In an unusual move, British newspapers printed graphic images of some of the dead children in Houla.
The Mail on Sunday said it did so to illustrate the depth of revulsion that might lead to United Nations intervention.
The Independent on Sunday said it did so to convey the full horror of the defenseless victims. It asked in a front page editorial: “The world looks the other way. Will you?
“Will the sickening fate of these innocent children make you very, very angry?”
Houla is a cluster of Sunni Muslim villages 20 kilometers (12 miles) north of the city of Homs, a center of the uprising against Assad’s rule.
The area is near a region inhabited by members of Assad’s minority Alawite sect that has been acting as a hub for pro-Assad militiamen, activists say.
Opposition activists in Homs said the killing started when Syrian troops and militiamen loyal to Assad, known as shabbiha, stationed at roadblocks that surround Houla, fired heavy machineguns at a demonstration in the area on Friday, killing five people.

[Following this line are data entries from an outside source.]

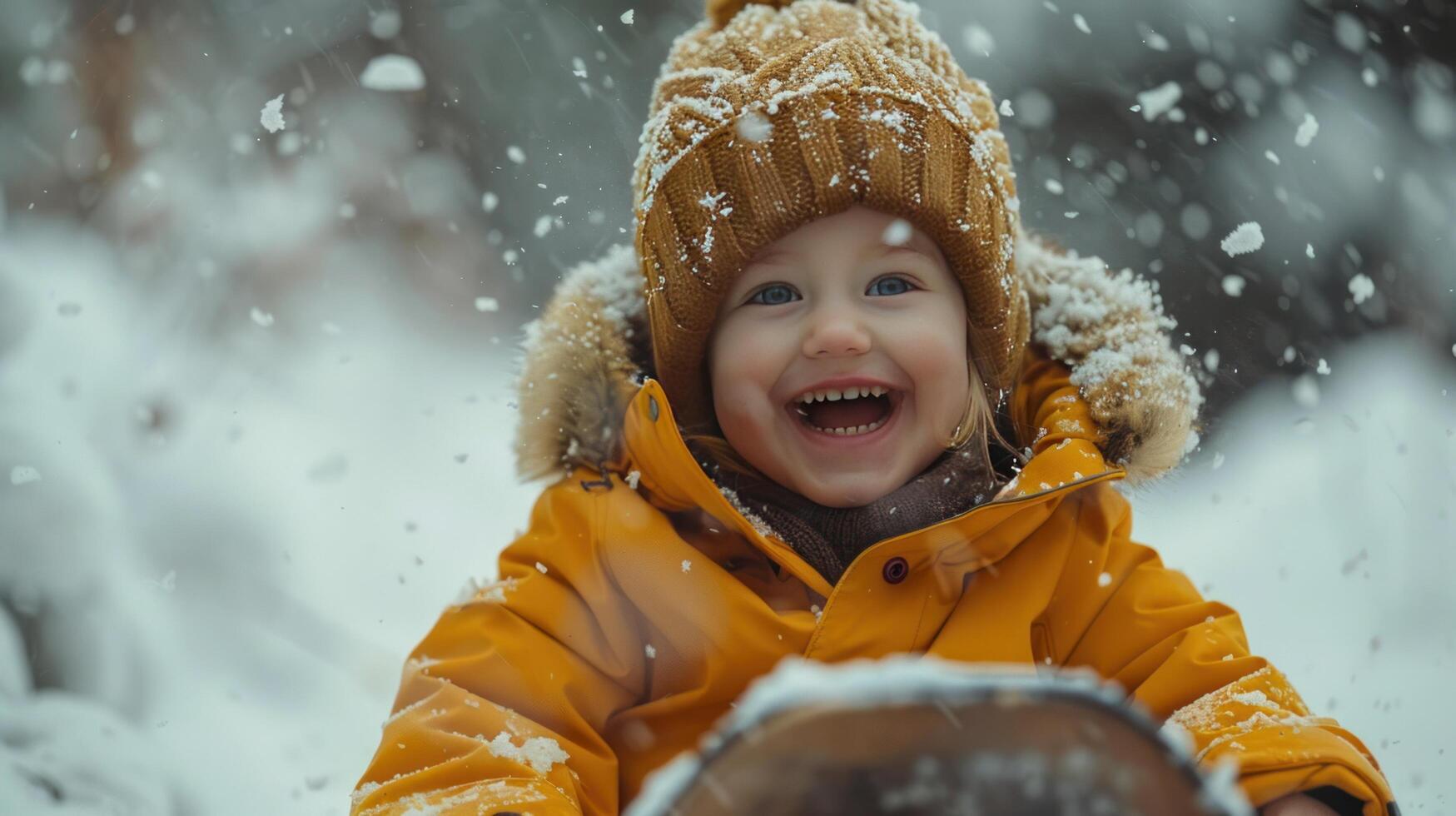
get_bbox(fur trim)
[515,227,1204,485]
[1016,233,1203,485]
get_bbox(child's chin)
[803,468,898,507]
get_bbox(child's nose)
[803,309,869,357]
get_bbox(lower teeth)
[809,420,885,435]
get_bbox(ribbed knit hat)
[632,0,1031,427]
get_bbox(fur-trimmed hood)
[515,231,1203,484]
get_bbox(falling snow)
[360,54,425,91]
[1219,221,1264,258]
[1349,272,1374,305]
[258,93,282,132]
[1137,80,1182,122]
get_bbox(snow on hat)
[632,0,1031,427]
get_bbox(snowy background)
[0,0,1456,814]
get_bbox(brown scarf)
[713,445,1005,585]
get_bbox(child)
[352,0,1396,816]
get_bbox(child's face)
[708,204,970,507]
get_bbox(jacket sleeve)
[1044,482,1398,816]
[350,475,645,816]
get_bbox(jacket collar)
[606,367,1127,598]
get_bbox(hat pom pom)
[708,0,793,29]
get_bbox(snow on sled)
[626,656,1252,816]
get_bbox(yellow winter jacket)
[351,236,1395,816]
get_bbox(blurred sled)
[626,656,1252,816]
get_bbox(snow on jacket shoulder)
[352,236,1390,816]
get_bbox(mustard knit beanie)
[632,0,1031,430]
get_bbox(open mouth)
[788,391,904,437]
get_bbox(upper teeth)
[795,385,887,402]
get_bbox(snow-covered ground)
[0,220,1456,814]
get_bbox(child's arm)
[351,478,645,816]
[1044,484,1392,816]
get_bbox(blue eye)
[869,276,912,295]
[748,276,914,306]
[748,283,793,306]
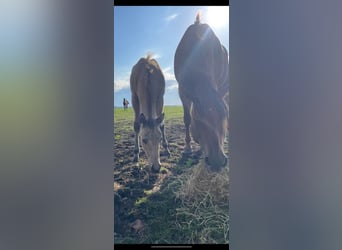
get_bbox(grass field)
[113,106,229,244]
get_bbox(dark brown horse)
[174,12,228,170]
[130,55,170,172]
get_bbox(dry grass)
[176,162,229,244]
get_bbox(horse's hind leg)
[179,88,191,154]
[160,122,171,157]
[132,95,140,162]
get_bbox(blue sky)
[114,6,229,107]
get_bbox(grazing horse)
[123,98,129,110]
[174,14,228,171]
[130,55,170,172]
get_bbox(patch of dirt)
[113,114,228,243]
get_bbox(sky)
[114,6,229,107]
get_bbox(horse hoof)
[183,148,192,155]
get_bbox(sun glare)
[206,6,229,29]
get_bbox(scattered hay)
[176,162,229,244]
[176,161,229,205]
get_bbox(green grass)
[114,106,229,244]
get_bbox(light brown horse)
[174,14,228,171]
[130,55,170,172]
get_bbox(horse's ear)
[156,113,165,124]
[139,113,146,124]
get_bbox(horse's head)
[191,88,228,171]
[139,113,164,172]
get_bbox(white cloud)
[166,80,178,90]
[165,14,178,22]
[166,83,178,90]
[162,67,176,81]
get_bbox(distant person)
[123,98,129,110]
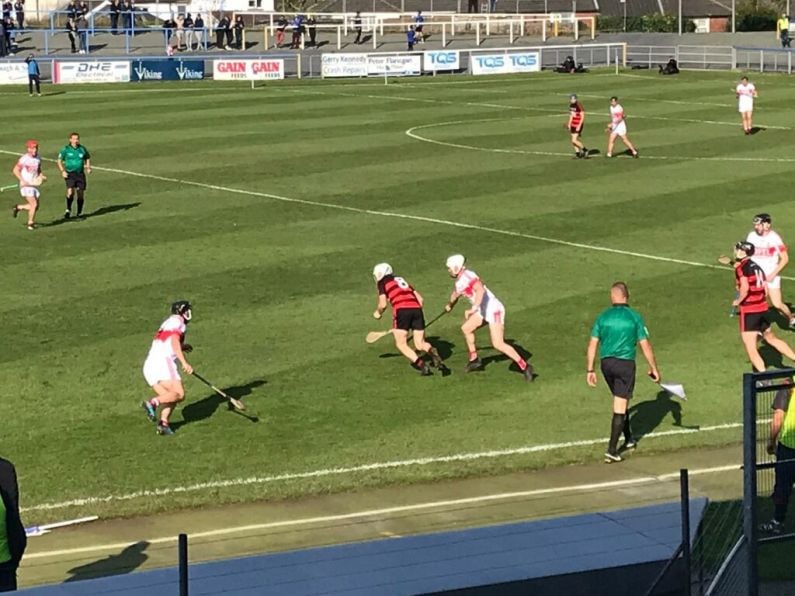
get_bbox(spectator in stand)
[193,13,204,50]
[306,15,317,48]
[77,15,89,54]
[215,13,229,50]
[353,10,362,45]
[14,0,25,29]
[121,0,135,35]
[174,14,185,50]
[182,13,193,51]
[163,17,177,47]
[66,18,79,54]
[290,14,304,50]
[25,54,41,97]
[3,17,17,56]
[232,14,246,50]
[108,0,121,35]
[276,15,287,48]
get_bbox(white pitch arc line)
[21,422,742,512]
[25,464,740,561]
[405,116,795,163]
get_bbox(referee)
[58,132,91,219]
[586,281,660,464]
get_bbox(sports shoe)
[759,519,784,535]
[141,401,157,422]
[464,358,484,372]
[621,439,638,451]
[157,422,174,435]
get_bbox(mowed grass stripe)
[0,73,790,514]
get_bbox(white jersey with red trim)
[746,230,787,275]
[147,315,186,360]
[17,153,41,184]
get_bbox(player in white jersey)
[12,139,46,230]
[607,95,639,158]
[142,300,193,435]
[734,77,757,135]
[746,213,795,327]
[444,255,535,381]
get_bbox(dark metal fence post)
[743,373,759,596]
[178,534,188,596]
[679,468,693,596]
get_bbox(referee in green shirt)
[58,132,91,219]
[586,281,660,464]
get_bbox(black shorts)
[740,312,770,333]
[602,358,635,399]
[392,308,425,331]
[65,172,86,190]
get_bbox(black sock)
[607,412,626,455]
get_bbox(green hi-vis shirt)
[591,304,649,360]
[58,143,91,173]
[778,388,795,449]
[0,499,11,563]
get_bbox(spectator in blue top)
[25,54,41,97]
[414,10,425,43]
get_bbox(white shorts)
[737,95,754,114]
[19,186,39,200]
[144,358,181,387]
[613,120,627,137]
[480,298,505,325]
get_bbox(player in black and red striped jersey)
[732,241,795,372]
[373,263,448,376]
[566,95,588,159]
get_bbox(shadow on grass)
[64,540,149,582]
[171,379,267,430]
[41,202,141,228]
[629,391,699,440]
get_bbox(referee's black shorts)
[602,358,635,399]
[66,172,86,190]
[394,308,425,331]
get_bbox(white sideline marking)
[25,464,740,561]
[405,116,795,163]
[21,422,742,511]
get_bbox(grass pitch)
[0,73,795,520]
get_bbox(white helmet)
[373,263,392,281]
[446,255,466,276]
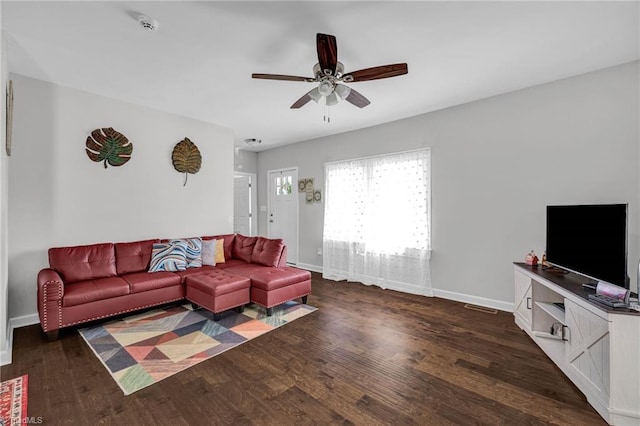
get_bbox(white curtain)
[322,149,433,296]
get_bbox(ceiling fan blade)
[316,33,338,75]
[343,64,409,82]
[345,89,371,108]
[251,74,316,82]
[291,88,317,109]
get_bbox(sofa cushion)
[170,238,202,268]
[149,241,187,272]
[49,243,116,283]
[251,237,284,267]
[251,266,311,291]
[122,271,181,293]
[114,239,158,275]
[202,234,236,259]
[213,238,225,263]
[216,259,247,269]
[62,277,129,306]
[233,234,258,262]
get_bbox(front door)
[267,168,298,265]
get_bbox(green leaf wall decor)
[85,127,133,169]
[171,138,202,186]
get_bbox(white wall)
[0,31,11,365]
[8,74,234,318]
[258,62,640,309]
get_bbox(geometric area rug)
[0,374,28,426]
[78,302,316,395]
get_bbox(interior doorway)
[267,167,298,265]
[233,172,258,236]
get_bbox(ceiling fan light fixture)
[244,138,262,146]
[327,92,338,106]
[335,84,351,100]
[138,15,160,31]
[309,87,322,103]
[318,80,333,96]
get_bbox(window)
[323,149,432,295]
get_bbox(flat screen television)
[546,204,629,289]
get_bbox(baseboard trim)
[0,339,12,366]
[433,288,514,312]
[296,263,514,312]
[0,313,40,365]
[9,313,40,335]
[296,262,322,273]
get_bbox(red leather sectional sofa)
[38,234,311,339]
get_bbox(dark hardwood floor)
[1,274,605,426]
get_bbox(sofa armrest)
[278,246,287,268]
[38,268,64,332]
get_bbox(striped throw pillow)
[149,241,187,272]
[170,238,202,268]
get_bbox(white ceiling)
[1,1,640,150]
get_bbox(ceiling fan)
[251,33,408,109]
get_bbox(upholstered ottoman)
[185,269,251,320]
[251,266,311,316]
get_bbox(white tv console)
[513,263,640,426]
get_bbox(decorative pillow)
[233,234,258,263]
[169,238,202,268]
[251,237,284,268]
[202,240,216,266]
[149,241,187,272]
[215,239,226,263]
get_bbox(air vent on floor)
[464,303,498,315]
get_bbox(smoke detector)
[138,15,160,31]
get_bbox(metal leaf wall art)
[85,127,133,169]
[171,138,202,186]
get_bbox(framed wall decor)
[5,80,13,157]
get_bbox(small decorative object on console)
[524,250,538,266]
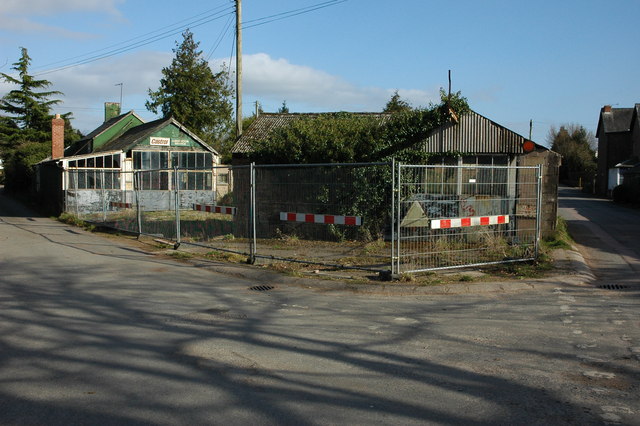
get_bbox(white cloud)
[0,0,124,38]
[0,51,438,133]
[222,53,437,111]
[0,0,124,16]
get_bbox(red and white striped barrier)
[109,201,133,209]
[193,204,236,215]
[431,215,509,229]
[280,212,362,226]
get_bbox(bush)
[611,177,640,205]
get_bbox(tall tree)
[278,101,289,114]
[145,30,233,150]
[0,47,81,192]
[0,47,62,132]
[382,90,411,113]
[547,124,597,187]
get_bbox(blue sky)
[0,0,640,144]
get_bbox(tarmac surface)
[0,188,640,425]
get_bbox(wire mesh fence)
[254,163,392,271]
[393,165,540,274]
[65,163,540,274]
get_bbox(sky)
[0,0,640,145]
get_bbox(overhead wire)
[34,6,233,76]
[34,0,347,76]
[242,0,347,29]
[34,5,232,69]
[206,14,233,61]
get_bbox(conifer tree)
[145,30,233,148]
[0,47,62,132]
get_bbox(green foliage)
[3,142,51,193]
[253,92,469,241]
[611,176,640,205]
[0,48,81,192]
[382,90,411,114]
[547,125,597,186]
[278,101,289,114]
[542,216,573,250]
[145,30,233,155]
[0,47,62,132]
[253,92,469,164]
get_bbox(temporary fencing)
[65,162,540,274]
[392,164,541,274]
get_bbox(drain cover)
[598,284,629,290]
[249,285,273,291]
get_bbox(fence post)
[247,162,256,265]
[173,166,180,250]
[395,163,402,275]
[391,157,400,277]
[100,169,107,223]
[133,172,142,238]
[535,164,543,259]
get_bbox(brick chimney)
[51,114,64,160]
[104,102,120,123]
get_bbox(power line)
[242,0,347,29]
[34,0,347,76]
[206,14,233,62]
[34,7,233,76]
[35,5,233,69]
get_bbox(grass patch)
[204,250,247,263]
[169,250,193,260]
[542,216,573,250]
[57,213,96,232]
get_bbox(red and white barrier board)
[109,201,133,209]
[431,215,509,229]
[193,204,236,215]
[280,212,362,226]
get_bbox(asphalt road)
[0,191,640,425]
[559,187,640,286]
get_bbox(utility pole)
[115,83,123,111]
[236,0,242,137]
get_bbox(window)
[179,172,212,191]
[133,151,169,170]
[171,152,213,170]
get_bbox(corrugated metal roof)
[600,108,634,133]
[231,112,391,154]
[94,117,218,155]
[423,111,546,154]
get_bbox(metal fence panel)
[65,163,541,274]
[179,166,249,256]
[255,163,391,271]
[393,165,540,274]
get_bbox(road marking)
[582,370,616,379]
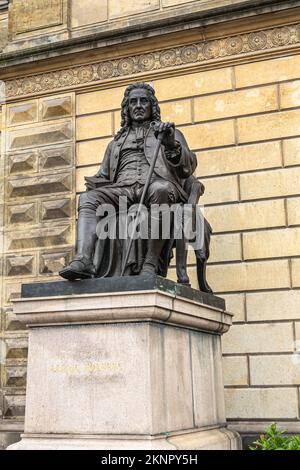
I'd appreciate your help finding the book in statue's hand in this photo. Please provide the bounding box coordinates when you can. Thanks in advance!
[84,176,111,191]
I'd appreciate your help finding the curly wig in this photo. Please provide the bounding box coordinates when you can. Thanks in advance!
[115,82,161,140]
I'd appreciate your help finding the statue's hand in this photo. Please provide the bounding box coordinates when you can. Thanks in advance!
[153,122,176,149]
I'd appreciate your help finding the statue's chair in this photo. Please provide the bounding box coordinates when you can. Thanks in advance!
[94,176,212,293]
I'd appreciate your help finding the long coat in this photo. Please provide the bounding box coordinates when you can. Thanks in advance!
[86,127,197,201]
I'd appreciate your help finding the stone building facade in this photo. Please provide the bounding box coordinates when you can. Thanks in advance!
[0,0,300,447]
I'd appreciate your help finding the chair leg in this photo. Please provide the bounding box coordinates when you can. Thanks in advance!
[176,238,191,286]
[195,252,213,294]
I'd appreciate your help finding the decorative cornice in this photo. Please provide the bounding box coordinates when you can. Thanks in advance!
[6,23,300,100]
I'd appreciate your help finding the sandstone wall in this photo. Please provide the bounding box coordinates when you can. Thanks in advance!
[0,0,300,448]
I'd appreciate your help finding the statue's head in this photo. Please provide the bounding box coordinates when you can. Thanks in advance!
[121,83,160,130]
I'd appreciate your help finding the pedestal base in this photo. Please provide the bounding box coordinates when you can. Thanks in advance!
[7,427,241,451]
[9,279,240,450]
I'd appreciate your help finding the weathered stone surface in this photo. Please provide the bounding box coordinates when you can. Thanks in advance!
[7,203,36,224]
[225,387,299,420]
[6,226,70,250]
[8,152,37,175]
[235,55,300,88]
[191,333,226,427]
[6,255,35,276]
[7,101,38,126]
[240,167,300,200]
[207,260,290,293]
[76,113,112,141]
[5,336,28,359]
[7,173,71,198]
[41,96,72,121]
[200,175,239,205]
[280,80,300,109]
[183,120,235,150]
[39,147,72,170]
[9,123,72,149]
[39,252,71,275]
[13,0,63,34]
[209,234,242,263]
[222,322,294,354]
[4,366,26,387]
[153,68,232,101]
[283,138,300,166]
[243,228,300,260]
[204,200,285,233]
[222,294,246,323]
[195,86,278,121]
[196,142,282,177]
[3,282,21,305]
[108,0,159,19]
[238,110,300,143]
[292,259,300,287]
[286,197,300,226]
[8,288,238,449]
[41,199,72,220]
[160,100,192,126]
[4,395,25,419]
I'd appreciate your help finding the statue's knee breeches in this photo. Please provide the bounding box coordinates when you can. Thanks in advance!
[147,180,178,204]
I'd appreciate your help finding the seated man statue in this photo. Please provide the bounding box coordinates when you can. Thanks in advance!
[60,83,197,280]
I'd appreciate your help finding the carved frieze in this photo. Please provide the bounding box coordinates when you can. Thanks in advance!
[6,24,300,99]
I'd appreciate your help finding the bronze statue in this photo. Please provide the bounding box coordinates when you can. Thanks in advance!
[60,83,210,292]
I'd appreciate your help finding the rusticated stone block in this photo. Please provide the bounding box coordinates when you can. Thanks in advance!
[154,67,232,101]
[5,255,34,276]
[235,54,300,88]
[283,137,300,166]
[40,147,72,170]
[41,199,72,220]
[5,337,28,359]
[8,121,72,149]
[287,197,300,225]
[7,173,71,198]
[4,281,21,305]
[76,113,113,140]
[40,252,71,274]
[4,366,26,387]
[7,203,36,224]
[195,85,278,121]
[41,96,72,121]
[76,138,111,168]
[6,225,70,250]
[8,152,37,175]
[7,101,37,126]
[4,395,25,418]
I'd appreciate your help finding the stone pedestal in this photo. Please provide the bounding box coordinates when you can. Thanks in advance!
[9,278,240,450]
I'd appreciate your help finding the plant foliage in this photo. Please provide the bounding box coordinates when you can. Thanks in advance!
[250,423,300,450]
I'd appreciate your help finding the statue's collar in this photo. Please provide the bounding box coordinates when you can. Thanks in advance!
[131,121,151,130]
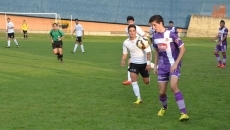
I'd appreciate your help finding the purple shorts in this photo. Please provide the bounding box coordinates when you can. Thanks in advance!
[157,67,180,82]
[215,44,227,52]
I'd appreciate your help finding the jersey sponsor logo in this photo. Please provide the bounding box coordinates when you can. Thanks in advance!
[157,43,168,51]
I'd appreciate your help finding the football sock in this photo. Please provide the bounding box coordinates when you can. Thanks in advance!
[7,40,10,46]
[59,54,63,59]
[223,54,227,65]
[73,44,78,52]
[80,44,85,52]
[14,39,18,46]
[159,94,167,109]
[132,82,141,99]
[174,91,187,114]
[128,66,131,81]
[215,54,222,64]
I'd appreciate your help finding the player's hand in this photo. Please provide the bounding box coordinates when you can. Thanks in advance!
[170,63,177,73]
[121,60,125,67]
[145,65,151,72]
[153,66,158,75]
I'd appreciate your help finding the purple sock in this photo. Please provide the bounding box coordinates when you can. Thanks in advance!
[174,91,187,114]
[215,53,222,64]
[159,94,167,109]
[223,55,227,65]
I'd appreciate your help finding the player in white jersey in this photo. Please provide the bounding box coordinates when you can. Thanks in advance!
[121,24,151,104]
[122,16,146,85]
[6,18,19,48]
[72,19,85,53]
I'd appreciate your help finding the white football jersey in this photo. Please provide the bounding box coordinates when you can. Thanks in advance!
[125,25,145,37]
[75,24,84,37]
[7,22,14,33]
[123,37,151,64]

Free Syrian Army rebels responded by attacking two roadblocks manned by Assad’s loyalists, the activists said.
Houla then came under an intense artillery barrage that killed about 15 villagers. Members of the shabbiha militia then entered Houla from the nearby Alawite villages and killed scores of men, women and children by hacking them or shooting them at close range, the activists said.
Meanwhile, more than 13,000 people have been killed in Syria since an anti-regime revolt broke out in March last year, Rami Abdel Rahman of the Syrian Observatory for Human Rights told AFP on Sunday.
“In total, 13,004 people were killed,” Abdel Rahman said, adding that 9,183 of them were civilians. Another 3,072 were regime troops, and 749 were army defectors, he added.